The issue I have with the nearly three-year-old McGreevey saga and Jim and Dina’s dueling books being promoted on Oprah is that while many want to know the lurid and very private details of what and when Dina knew about Jim being gay, it has little, if anything to do with our lives. Jim McGreevey lowered the bar for public office and raised the ante in his book -- and Oprah appearance -- by focusing on the most titillating aspects of leading this secret sexual life, including stories about rest stops and anonymous gay sex. You get the idea. Oprah, of course, then had to ask Dina how she couldn’t have known that Jim was gay and what signs she saw. Then Dina wound up talking about the sex being just fine between them but still feeling betrayed because she had no clue that Jim was having a gay affair.

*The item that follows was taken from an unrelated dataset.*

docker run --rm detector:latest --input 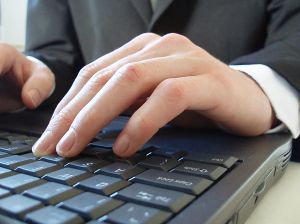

Funny, what is truly the most important and newsworthy part of this story -- particularly for people in New Jersey -- is that Jim McGreevey made decisions as governor that could potentially have put innocent people at risk. He still has never truly answered or made sense of why he named his then-lover, Golan Cipel, as his top homeland security advisor even though Cipel was not an American citizen, had virtually no experience in this most sensitive field and couldn’t get security clearance from the government. McGreevey did this soon after 9/11, knowing how vulnerable the New York Metropolitan area was.